Osasco/SP – A Justiça de Osasco condenou o Hipermercado Walmart a indenizar a dona de casa Clécia Maria da Silva por maus tratos com conotação racial praticados por um segurança da empresa que, após revistá-la, disse ao ser questionado "que esse tratamento acontece mesmo com pretos". A Juiza Denise Indig Pinheiro, da Vara do Juizado Especial Cível, considerou que a empresa é responsável pelo comportamento do funcionário.

“No presente caso, os fatos conduzem às consequências jurídicas pretendidas pelo autor [dona Clécia], haja vista que a conduta da ré [Walmart]em permitir que o seu preposto xingue e expnha a ridículo o consumidor é conduta abusiva que não se pode admitir, causando ao autor vexame apto a justificar os danos morais”, afirmou a juíza.

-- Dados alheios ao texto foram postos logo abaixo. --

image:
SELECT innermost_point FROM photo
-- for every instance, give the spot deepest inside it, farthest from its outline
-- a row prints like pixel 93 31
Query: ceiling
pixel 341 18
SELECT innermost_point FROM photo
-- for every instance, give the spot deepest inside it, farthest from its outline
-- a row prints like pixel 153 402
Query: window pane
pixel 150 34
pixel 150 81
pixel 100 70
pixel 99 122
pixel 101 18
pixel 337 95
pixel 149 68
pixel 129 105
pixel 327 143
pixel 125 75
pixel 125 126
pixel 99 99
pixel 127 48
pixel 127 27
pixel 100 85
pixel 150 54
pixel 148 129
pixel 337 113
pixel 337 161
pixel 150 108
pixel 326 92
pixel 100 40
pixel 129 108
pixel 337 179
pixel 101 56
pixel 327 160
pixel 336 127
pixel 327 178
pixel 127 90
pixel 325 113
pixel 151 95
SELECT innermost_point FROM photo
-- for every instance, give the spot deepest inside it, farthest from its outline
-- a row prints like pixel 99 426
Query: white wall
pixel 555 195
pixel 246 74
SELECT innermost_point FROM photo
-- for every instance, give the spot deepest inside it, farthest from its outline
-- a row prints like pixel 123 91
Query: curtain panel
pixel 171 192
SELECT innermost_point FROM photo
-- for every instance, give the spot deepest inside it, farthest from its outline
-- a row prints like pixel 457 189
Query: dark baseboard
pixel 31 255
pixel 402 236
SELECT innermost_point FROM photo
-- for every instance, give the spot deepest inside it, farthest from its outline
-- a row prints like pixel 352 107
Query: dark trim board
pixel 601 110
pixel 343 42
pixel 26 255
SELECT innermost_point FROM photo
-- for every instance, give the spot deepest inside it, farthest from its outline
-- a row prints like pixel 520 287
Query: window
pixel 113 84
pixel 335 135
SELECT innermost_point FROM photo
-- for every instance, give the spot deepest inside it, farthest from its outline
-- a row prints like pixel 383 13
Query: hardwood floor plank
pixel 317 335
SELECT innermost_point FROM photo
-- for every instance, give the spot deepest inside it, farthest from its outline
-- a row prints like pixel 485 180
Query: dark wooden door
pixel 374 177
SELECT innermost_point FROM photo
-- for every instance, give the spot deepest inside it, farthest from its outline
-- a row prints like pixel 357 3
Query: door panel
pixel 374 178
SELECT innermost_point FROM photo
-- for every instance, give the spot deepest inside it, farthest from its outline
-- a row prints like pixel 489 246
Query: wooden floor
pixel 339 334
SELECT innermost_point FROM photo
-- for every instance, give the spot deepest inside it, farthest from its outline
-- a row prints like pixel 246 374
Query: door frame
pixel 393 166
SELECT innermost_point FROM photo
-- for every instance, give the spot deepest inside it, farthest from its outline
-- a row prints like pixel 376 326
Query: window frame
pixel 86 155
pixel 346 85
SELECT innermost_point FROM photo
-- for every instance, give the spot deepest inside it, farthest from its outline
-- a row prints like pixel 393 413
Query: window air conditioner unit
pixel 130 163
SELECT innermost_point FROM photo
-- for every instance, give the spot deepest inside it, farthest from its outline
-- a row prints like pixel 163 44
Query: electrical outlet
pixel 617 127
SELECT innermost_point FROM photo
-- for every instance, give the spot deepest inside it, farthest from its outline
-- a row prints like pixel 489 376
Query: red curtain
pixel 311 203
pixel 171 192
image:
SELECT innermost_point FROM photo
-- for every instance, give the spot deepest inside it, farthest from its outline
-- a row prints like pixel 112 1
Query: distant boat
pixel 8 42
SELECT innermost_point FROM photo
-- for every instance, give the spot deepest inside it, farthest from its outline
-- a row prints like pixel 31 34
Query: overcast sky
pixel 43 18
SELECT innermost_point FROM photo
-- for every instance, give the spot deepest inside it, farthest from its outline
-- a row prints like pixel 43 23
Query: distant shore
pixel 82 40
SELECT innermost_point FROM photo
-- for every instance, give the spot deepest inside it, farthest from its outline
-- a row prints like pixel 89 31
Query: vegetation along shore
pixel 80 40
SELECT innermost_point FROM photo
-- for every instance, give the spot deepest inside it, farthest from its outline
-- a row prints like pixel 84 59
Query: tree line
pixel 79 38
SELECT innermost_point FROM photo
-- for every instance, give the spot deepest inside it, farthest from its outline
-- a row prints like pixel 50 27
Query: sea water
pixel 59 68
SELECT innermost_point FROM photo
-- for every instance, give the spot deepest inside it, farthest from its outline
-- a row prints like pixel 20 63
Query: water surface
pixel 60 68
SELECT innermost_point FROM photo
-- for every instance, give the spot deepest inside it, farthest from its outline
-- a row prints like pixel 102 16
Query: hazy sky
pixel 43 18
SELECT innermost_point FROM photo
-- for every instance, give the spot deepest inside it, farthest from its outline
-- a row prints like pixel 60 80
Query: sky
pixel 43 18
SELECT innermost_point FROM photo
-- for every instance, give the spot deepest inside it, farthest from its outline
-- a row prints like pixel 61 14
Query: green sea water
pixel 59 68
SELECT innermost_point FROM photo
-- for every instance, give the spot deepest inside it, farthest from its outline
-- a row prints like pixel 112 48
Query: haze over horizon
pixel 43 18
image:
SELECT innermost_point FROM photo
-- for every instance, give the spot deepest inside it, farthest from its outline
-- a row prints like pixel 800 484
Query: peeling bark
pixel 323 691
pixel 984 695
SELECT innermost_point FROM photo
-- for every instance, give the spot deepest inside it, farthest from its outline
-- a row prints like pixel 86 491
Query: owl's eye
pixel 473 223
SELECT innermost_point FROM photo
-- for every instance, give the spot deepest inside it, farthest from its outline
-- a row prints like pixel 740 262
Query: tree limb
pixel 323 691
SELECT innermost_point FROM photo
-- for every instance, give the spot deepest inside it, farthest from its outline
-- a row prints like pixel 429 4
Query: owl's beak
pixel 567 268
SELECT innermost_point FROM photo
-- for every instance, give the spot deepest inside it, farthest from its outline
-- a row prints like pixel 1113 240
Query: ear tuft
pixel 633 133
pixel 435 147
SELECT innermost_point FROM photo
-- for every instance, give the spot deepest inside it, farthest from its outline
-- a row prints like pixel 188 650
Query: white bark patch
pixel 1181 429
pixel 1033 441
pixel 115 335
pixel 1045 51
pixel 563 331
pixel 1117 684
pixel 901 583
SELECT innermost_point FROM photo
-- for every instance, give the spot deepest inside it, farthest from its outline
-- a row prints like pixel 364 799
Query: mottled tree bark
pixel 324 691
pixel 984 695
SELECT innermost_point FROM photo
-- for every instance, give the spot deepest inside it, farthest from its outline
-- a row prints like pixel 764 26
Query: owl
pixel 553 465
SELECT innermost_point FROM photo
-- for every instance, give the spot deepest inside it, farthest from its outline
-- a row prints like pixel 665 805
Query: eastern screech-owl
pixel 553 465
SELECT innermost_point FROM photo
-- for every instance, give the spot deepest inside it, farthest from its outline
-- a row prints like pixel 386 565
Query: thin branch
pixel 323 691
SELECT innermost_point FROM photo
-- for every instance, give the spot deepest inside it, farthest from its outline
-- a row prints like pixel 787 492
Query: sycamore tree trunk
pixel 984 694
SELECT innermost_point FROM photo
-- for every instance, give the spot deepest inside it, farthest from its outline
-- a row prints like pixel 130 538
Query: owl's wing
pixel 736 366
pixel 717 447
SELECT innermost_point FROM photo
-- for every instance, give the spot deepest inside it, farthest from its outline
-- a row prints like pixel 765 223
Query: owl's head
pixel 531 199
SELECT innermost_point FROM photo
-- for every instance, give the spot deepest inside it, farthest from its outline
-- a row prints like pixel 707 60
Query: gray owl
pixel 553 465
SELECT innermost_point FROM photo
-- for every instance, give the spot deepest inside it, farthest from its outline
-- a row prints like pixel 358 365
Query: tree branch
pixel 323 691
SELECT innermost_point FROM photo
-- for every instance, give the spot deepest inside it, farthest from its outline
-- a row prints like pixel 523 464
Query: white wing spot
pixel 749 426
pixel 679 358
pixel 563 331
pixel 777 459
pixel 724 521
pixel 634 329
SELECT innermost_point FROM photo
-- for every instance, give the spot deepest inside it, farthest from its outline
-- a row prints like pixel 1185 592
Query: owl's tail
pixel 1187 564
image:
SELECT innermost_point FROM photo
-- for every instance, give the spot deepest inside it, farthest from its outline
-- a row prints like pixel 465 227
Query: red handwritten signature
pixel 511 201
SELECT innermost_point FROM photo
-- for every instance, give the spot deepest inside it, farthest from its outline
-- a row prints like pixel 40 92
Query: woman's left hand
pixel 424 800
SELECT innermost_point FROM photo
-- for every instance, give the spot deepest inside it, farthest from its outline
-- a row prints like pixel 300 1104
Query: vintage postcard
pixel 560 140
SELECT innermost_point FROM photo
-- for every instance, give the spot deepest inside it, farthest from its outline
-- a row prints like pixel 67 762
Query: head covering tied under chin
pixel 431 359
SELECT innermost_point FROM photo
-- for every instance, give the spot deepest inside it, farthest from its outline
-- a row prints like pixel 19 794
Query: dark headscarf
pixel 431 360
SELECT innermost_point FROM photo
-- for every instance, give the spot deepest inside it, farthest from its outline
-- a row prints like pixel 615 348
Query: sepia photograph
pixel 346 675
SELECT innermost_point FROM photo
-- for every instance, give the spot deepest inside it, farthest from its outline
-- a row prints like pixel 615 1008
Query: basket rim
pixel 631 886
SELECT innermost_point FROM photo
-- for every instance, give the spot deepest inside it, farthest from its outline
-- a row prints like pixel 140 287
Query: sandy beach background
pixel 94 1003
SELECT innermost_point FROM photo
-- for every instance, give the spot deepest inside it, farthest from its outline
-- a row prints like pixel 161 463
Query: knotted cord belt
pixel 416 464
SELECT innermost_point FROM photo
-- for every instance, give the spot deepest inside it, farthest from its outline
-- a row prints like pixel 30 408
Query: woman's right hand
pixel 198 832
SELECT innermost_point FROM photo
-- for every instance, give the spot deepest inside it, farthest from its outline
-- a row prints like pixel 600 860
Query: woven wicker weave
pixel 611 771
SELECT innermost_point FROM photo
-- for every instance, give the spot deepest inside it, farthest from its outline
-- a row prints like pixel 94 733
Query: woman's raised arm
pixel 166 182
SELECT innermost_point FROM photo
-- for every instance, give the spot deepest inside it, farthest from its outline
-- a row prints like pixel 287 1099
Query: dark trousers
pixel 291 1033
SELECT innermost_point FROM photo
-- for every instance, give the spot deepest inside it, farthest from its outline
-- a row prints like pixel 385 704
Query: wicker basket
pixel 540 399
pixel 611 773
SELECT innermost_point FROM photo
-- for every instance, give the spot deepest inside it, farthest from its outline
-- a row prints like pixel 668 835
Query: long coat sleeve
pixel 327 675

Na audiência que aconteceu segunda-feira (14/07), o hipermercado não compareceu embora citado.

Mesmo com essas considerações, a magistrada condenou o Walmart a pagar apenas R$ 3 mil à título de indenização por dano moral, alegando ter se baseado em dois parâmetros: “o desconforto experimentado pela vítima que tem seu patrimônio moral atacado pela ré, sobretudo pela sanção preventiva ao infrator por se eximir da obrigação, pois sequer apresentou contestação”.

Recurso

A defesa de dona Clécia, inconformada com o valor da indenização, já recorreu da decisão por meio de Embargos de Declaração, recurso que é utilizado quando há obscuridade, contradição, omissão ou dúvida na sentença.

Segundo o advogado Dojival Vieira, a fixação de uma indenização de apenas R$ 3 mil ao Walmart, que é a maior empresa de comércio varejista do mundo, “acaba por violar qualquer regra ou norma adotadas pela jurisprudência do país, além de afrontar os princípios da Proporcionalidade e da Razoabilidade e tem efeito pedagógico exatamente oposto ao objetivo da pena, verdadeiro estímulo para que a empresa continue, por meio de seus prepostos, praticando atitudes marcadas pelo racismo e pelo desrespeito aos direitos mais elementares dos consumidores”.

A defesa lembrou que o Walmart registrou lucro líquido de US$ 4,069 bilhões no segundo trimestre do ano fiscal de 2014, de acordo com o Jornal Valor Econômico, o que torna o valor da indenização insignificante. Segundo o advogado, que pediu 40 salários mínimos de indenização (o equivalente a R$ 28.960,00) caso a decisão seja mantida, recorrerá à Turma Recursal do Juizado Especial Cível.

Lembrando o caso

O caso ocorreu no dia 16 de fevereiro de 2011, quando a dona de casa se dirigiu ao hipermercado da Avenida dos Autonomistas, onde costumava fazer compras. Ao passar pelo caixa, após receber o cupom comprovando que havia pago pelas mercadorias, foi abordada por um homem que lhe segurou o braço e ordenou: “Deixe ver essas bolsas”, apontando para as duas sacolas que carregava.

As bolsas ficaram expostas, e enquanto era revistada formou-se um aglomerado de pessoas. Dona Clécia, que é evangélica, disse que chegou a ouvir menores passando afirmarem: “Olha a tiazinha roubando”.

Por causa do constrangimento e da humilhação, a dona de casa, que é hipertensa, passou mal e teve de ser encaminhada ao Hospital Montreal de Osasco, onde chegou com um quadro que os médicos diagnosticaram como de grave crise hipertensiva e sob risco de um Acidente Vascular Cerebral (AVC). Ela permaneceu internada por mais de 4 horas sob efeito de medicamentos e ainda teve de retornar ao hospital três dias depois para ser novamente medicada porque continuava se sentindo mal.

O caso também foi apurado na esfera criminal pela Polícia de Osasco, porém, o Ministério Público pediu o arquivamento da investigação iniciada pelo 9º DP de Osasco, o que foi aceito pela Justiça.